The most important finding was that the time for the algorithm to converge on the best provider was similar across a broad range of parameters. There were some notable exceptions to this, however:

- Shorter window sizes enabled quicker adaptation, even at the expense of lower total volume
- Incorrect initial conditions were the most detrimental to performance, but the algorithm was still able to recover eventually

When deciding on a rollout plan, we landed on a quasi-experimental design. Our primary metric measured the rate of businesses that successfully linked their bank accounts.

**Baseline**: status quo (hardcoding which provider to use for which financial institution deterministically)**Treatment**: Thompson Sampling

The baseline and treatment were sequential in time, in contrast to a true randomized experiment. We chose this design because ultimately we were not choosing between two viable variants: we knew the status quo was not maintainable long-term. We still wanted to measure the impact of Thompson Sampling, however, and using a sequential design afforded us a quicker measurement.

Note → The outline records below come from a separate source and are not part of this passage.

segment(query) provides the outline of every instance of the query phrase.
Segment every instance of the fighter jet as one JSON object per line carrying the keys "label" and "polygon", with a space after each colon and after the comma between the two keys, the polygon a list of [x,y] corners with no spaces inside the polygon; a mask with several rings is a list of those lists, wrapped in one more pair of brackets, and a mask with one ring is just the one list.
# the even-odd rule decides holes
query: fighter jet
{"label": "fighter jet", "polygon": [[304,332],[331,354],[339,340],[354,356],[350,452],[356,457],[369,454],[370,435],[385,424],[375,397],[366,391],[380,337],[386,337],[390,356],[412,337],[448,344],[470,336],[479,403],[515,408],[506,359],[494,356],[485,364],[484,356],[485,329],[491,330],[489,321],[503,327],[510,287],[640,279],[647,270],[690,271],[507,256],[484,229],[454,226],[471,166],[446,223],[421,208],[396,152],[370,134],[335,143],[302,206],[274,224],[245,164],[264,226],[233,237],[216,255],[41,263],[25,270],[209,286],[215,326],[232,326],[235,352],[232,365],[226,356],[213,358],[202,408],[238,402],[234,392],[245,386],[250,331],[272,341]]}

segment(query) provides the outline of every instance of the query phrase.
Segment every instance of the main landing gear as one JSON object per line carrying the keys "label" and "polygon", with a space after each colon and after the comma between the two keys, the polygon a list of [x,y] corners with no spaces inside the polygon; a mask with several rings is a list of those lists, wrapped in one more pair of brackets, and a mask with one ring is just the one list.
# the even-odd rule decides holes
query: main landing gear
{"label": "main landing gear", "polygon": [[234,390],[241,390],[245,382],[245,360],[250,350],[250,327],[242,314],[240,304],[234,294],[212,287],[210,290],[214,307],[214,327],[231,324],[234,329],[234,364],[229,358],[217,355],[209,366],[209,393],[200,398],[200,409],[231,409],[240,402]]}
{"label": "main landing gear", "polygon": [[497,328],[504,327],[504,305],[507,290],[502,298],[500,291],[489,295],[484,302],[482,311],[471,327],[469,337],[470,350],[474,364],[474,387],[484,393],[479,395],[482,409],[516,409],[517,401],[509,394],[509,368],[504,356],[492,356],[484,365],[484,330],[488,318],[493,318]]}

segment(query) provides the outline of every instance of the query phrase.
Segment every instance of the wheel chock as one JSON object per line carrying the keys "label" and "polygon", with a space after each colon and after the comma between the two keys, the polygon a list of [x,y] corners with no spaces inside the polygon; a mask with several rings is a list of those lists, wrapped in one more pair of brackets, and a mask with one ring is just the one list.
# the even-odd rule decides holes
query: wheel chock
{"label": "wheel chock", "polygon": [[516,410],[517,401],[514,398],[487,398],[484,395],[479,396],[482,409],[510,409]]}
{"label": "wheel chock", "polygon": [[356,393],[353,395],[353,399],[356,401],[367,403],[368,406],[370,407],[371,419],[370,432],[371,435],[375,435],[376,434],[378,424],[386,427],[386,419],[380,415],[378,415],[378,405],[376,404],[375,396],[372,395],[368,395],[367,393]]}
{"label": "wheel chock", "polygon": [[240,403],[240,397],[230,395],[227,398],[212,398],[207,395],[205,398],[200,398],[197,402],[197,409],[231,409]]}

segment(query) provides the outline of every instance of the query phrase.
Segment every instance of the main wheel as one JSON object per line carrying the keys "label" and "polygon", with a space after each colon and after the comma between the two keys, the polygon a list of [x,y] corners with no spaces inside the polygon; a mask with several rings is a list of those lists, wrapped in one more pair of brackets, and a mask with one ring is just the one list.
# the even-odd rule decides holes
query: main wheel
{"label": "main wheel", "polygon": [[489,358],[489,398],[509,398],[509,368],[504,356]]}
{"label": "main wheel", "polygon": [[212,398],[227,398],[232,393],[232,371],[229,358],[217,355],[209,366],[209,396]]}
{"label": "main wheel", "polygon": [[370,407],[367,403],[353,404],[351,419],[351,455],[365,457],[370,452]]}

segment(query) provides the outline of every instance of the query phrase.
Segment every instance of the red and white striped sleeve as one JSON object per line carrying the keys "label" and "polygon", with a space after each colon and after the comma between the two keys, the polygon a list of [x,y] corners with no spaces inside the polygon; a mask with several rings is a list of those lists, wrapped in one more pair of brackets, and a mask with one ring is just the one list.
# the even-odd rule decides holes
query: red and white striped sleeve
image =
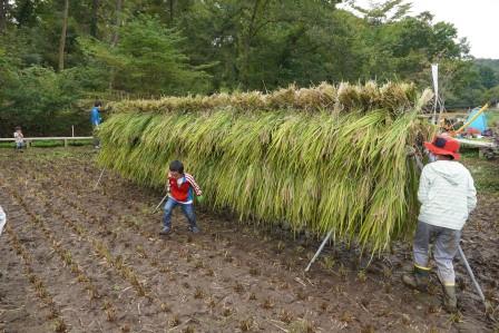
{"label": "red and white striped sleeve", "polygon": [[197,185],[196,180],[194,180],[194,177],[192,175],[185,174],[185,179],[193,186],[196,196],[200,196],[203,194],[199,185]]}

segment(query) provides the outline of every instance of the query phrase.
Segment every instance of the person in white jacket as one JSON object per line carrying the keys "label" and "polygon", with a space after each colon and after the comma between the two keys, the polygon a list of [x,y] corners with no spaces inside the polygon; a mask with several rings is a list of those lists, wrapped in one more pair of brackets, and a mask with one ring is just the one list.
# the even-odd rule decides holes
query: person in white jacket
{"label": "person in white jacket", "polygon": [[432,163],[424,166],[418,190],[421,209],[414,235],[414,271],[403,275],[410,287],[427,291],[430,267],[429,251],[433,244],[433,258],[443,285],[443,305],[457,311],[456,274],[452,261],[458,253],[461,229],[477,206],[477,190],[470,172],[458,160],[459,143],[449,137],[437,137],[424,143]]}

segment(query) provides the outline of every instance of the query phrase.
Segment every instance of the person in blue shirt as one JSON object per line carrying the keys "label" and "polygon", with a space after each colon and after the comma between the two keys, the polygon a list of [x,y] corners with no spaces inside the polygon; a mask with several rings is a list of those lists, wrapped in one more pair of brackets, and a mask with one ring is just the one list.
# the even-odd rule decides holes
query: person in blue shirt
{"label": "person in blue shirt", "polygon": [[96,101],[94,104],[94,108],[91,109],[91,115],[90,115],[90,121],[91,121],[91,127],[94,128],[94,147],[96,149],[100,148],[100,140],[96,135],[96,130],[99,129],[99,125],[100,123],[102,123],[102,118],[100,118],[100,108],[102,107],[102,104],[100,101]]}

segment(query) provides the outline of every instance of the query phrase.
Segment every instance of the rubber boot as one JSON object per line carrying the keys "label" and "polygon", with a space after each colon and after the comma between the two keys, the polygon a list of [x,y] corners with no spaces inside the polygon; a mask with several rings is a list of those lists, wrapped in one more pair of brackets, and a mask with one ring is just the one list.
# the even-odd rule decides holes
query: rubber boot
{"label": "rubber boot", "polygon": [[454,285],[443,286],[443,307],[449,313],[454,313],[458,311],[458,298],[456,297]]}
{"label": "rubber boot", "polygon": [[420,292],[428,292],[428,283],[430,281],[429,271],[424,271],[418,267],[414,267],[414,272],[412,274],[403,274],[402,282],[414,290]]}

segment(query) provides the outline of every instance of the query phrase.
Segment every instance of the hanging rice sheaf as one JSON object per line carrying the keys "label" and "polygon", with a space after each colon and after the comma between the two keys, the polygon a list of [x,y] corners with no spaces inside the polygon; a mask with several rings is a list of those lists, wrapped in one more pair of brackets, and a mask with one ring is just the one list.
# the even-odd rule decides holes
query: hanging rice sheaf
{"label": "hanging rice sheaf", "polygon": [[430,98],[410,84],[368,82],[125,100],[99,130],[98,161],[162,187],[180,159],[215,209],[333,229],[379,252],[414,225],[418,174],[407,154],[430,135],[418,117]]}

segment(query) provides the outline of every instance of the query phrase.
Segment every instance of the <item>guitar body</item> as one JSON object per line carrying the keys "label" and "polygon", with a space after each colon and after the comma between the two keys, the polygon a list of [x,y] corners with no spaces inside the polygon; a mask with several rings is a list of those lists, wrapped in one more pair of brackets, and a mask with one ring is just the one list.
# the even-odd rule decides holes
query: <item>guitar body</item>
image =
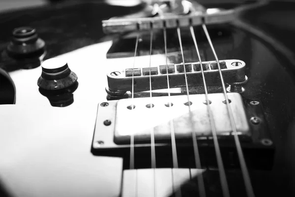
{"label": "guitar body", "polygon": [[[219,5],[236,5],[221,3]],[[260,101],[265,118],[264,125],[275,147],[270,169],[264,169],[258,160],[252,162],[258,167],[249,169],[257,197],[277,196],[282,191],[289,196],[295,194],[293,187],[295,183],[295,27],[291,22],[295,18],[292,12],[295,7],[294,3],[273,2],[243,12],[239,16],[241,21],[246,22],[248,26],[238,23],[208,26],[219,60],[237,59],[246,63],[245,74],[249,79],[243,98]],[[118,42],[120,39],[117,35],[104,34],[101,22],[142,8],[141,5],[124,7],[99,1],[71,2],[0,14],[2,27],[0,68],[13,81],[16,98],[14,102],[13,97],[10,97],[12,101],[5,103],[11,104],[0,105],[0,183],[3,194],[120,196],[123,169],[126,168],[124,158],[94,155],[91,144],[97,105],[107,101],[106,73],[130,68],[133,64],[131,55],[110,57],[122,50],[130,55],[134,53],[135,45],[134,41],[128,41],[120,48]],[[25,69],[22,63],[25,62],[16,62],[5,57],[11,31],[22,26],[35,28],[45,42],[44,60],[58,57],[66,61],[77,74],[79,85],[72,93],[73,102],[68,106],[53,107],[48,98],[40,94],[37,82],[42,72],[41,66]],[[181,34],[188,46],[184,53],[186,61],[197,62],[197,54],[190,51],[188,39],[191,38],[186,31]],[[196,28],[196,32],[199,33],[201,30]],[[220,32],[222,33],[218,34]],[[206,61],[215,60],[204,35],[200,34],[197,39],[202,57]],[[177,40],[173,41],[173,34],[170,36],[169,43],[179,44]],[[155,47],[160,48],[161,45],[164,47],[162,42],[155,42]],[[139,47],[143,51],[147,49],[144,44]],[[180,57],[171,55],[169,60],[171,63],[181,63]],[[148,67],[149,56],[137,58],[138,66]],[[151,61],[153,65],[165,65],[165,56],[153,55]],[[11,83],[3,84],[3,92],[13,95],[15,90]],[[0,100],[3,98],[0,95]],[[12,104],[14,102],[15,104]],[[136,161],[136,152],[135,159]],[[235,191],[232,196],[244,196],[244,191],[235,189],[235,180],[242,180],[239,170],[230,171],[230,189]],[[217,176],[212,177],[218,179]]]}

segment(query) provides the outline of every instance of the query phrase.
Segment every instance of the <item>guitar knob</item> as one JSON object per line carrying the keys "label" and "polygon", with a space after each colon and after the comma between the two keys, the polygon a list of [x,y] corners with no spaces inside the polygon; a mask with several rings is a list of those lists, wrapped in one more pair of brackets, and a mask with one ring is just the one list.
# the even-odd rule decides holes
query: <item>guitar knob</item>
{"label": "guitar knob", "polygon": [[66,62],[58,58],[45,60],[42,64],[42,74],[38,79],[40,88],[58,90],[71,86],[77,81],[77,75]]}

In the end, we observed a 10% increase in financial institution linking success rate, and a 25% decrease in Ramp customers with any manually uploaded bank statements. We took a deeper look at individual financial institutions and found that the algorithm adapted to changes as expected, and diverted traffic to the top-performing provider.

We've just seen how Ramp successfully applied Thompson Sampling to improve bank linking success rates, thereby helping customers link their bank accounts more easily and quicken the underwriting process. More direct connections translates to hours of saved customer time searching for documentation and waiting for Ramp to review them. This framework of continuous learning and automated decision-making removed friction, increased velocity, and introduced adaptability. Through implementing Thompson Sampling, we were able to take into account uncertainty and capitalize on high upside but uncertain options.